I don't miss the man of course . . . but there are times when I miss his bread.
I have a bread machine, and it makes great bread, but probably not as good as the memory of his . . . mind you that memory comes along with the sight of the five smiling and hungry faces of my children lining the kitchen table and digging into thick hot fresh slices of it, with lots of cold butter and jam. The first loaf always disappeared in the twinkling of an eye . . .
I do make good pizza dough and focaccia . . . so all is not lost . . .
They just don't taste that good with jam . . .
*Olive Oil Focaccia*
Makes one 11 by 15 inch pan
(cuts into 10 to 12 pieces)
Although I am not a very good bread baker, or at least I don't think I am, this is one bread I can do that always turns out fabulously for me. It's quite like making a pizza dough in a way, which I can handle quite well. I like to strew fresh herbs across the top of mine before baking. I normally use a mixture of garlic, rosemary and parsley. Just be sure to chop them up really fine.
435ml warm water
1/4 ounce of active dry yeast
1 tsp honey
2 TBS olive oil
1 1/2 tsp salt
600g all purpose flour
mixture of chopped fresh herbs for topping (optional)

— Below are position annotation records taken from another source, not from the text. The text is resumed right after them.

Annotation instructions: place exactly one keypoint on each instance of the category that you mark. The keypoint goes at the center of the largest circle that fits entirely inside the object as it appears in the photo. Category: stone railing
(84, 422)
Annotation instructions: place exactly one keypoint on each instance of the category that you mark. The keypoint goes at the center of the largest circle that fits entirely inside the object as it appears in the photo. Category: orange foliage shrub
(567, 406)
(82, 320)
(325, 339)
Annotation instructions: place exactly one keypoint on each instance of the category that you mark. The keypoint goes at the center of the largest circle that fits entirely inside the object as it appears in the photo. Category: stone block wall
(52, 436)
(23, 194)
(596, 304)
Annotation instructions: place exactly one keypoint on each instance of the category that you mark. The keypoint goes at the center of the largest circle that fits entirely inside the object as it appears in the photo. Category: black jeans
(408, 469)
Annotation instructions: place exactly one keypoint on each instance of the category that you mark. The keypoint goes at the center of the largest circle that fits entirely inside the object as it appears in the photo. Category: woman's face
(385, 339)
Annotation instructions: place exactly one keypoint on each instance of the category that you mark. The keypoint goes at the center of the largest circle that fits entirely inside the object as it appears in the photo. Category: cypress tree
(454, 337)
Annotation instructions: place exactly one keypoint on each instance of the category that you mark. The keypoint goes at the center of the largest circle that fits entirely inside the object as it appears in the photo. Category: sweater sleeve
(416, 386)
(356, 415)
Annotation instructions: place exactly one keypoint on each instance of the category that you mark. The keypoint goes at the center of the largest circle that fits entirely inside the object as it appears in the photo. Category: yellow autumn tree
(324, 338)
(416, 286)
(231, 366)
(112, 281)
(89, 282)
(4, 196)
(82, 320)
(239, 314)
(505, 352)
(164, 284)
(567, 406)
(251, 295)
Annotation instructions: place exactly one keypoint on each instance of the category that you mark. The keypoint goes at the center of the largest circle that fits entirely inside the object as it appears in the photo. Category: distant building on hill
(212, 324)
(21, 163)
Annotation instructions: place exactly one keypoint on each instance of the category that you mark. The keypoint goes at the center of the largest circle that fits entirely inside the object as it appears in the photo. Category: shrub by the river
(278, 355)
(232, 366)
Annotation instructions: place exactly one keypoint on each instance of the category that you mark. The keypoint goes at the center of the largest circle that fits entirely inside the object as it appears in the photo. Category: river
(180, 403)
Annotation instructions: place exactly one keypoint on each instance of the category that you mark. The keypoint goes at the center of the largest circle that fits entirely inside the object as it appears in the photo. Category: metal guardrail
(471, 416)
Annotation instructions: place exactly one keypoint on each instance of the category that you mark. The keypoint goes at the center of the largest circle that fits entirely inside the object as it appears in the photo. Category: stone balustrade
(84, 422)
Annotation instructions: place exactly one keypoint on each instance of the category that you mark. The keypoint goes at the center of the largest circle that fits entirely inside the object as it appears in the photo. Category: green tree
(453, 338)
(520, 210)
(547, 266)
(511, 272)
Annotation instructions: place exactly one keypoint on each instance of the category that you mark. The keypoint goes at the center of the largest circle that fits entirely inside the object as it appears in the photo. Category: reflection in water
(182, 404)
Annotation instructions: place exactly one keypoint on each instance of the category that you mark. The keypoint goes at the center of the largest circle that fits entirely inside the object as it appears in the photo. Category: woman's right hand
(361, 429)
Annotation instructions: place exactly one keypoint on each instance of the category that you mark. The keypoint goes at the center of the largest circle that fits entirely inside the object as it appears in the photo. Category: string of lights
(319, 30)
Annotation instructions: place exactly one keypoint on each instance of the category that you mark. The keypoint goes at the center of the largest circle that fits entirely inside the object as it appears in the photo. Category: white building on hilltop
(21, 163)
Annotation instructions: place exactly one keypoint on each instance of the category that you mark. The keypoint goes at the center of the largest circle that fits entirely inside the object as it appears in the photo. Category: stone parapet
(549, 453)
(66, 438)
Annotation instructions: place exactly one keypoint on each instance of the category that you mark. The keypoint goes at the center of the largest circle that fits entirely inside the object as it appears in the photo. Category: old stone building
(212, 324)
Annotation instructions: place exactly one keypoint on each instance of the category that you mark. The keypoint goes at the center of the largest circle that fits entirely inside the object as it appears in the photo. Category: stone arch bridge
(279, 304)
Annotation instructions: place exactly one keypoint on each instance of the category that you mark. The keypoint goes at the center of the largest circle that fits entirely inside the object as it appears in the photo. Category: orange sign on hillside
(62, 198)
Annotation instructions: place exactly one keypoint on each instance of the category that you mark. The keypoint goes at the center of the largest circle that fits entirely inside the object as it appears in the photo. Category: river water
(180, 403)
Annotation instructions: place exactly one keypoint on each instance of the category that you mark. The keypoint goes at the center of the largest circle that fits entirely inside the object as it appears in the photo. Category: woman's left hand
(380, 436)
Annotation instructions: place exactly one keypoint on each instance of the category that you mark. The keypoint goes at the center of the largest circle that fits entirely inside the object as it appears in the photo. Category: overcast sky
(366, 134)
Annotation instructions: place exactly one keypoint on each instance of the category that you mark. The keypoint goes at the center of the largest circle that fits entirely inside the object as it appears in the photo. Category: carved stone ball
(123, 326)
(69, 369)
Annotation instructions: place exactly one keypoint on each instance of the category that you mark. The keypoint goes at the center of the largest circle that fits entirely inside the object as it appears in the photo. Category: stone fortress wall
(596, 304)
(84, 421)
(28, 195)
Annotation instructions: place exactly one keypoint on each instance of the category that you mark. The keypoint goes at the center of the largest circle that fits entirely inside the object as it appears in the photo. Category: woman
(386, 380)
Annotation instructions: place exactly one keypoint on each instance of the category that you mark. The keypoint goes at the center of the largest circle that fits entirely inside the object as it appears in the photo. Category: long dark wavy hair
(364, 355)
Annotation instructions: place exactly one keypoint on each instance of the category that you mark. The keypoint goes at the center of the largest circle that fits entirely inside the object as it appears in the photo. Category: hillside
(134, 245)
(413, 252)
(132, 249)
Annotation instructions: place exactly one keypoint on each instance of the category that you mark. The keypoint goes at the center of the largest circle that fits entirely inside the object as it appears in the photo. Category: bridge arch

Put the water, yeast, honey, half of the olive oil and three handfuls of the flour into a large bowl. Mix with an electric mixer until smooth. Cover and leave for 20 to 30 minutes until it is all frothy and foamy on the top. Mix in the rest of the flour and 1 1/2 tsp salt If you have a dough hook, mix it with the dough hook for 4 to 5 minutes. If you don't have a dough hook, then you will have to use your hands. The dough will be quite sticky so just kind of slap it from one side to the other in the bowl, until it is smooth. Cover with a clean tea towel and leave to rise in a warm place for 1 1/2 hours or so.
Lightly grease an 11 by 15 inch baking tray with some vegetable shortening. Punch down the dough to flatten it and then spread it out into the tray, spreading it right out to the edges as evenly as you can. Try not to tear the dough. It may take a bit of perseverence to keep it spread, but eventually it will stay in place. Cover again and let rise for another 45 minutes.
Pre-heat your oven to 220*C/450*F. Mix the remaining olive oil with 1/2 cup hot water and 1 tsp salt. Stir until the salt dissolves. Make dimples in the top of the bread all over it's surface with your fingertips. Brush well with the saltwater mixture. Sprinkle with the herbs, if using.
Bake in the heated oven for 20 to 30 minutes, until the bread is golden brown and a bit crusty here and there. It should sound hollow on the bottom when tapped. Remove from the oven and cool a bit before cutting or tearing into pieces. We like this best warm, but it is also good served at room temperature or split and filled with meat and cheese.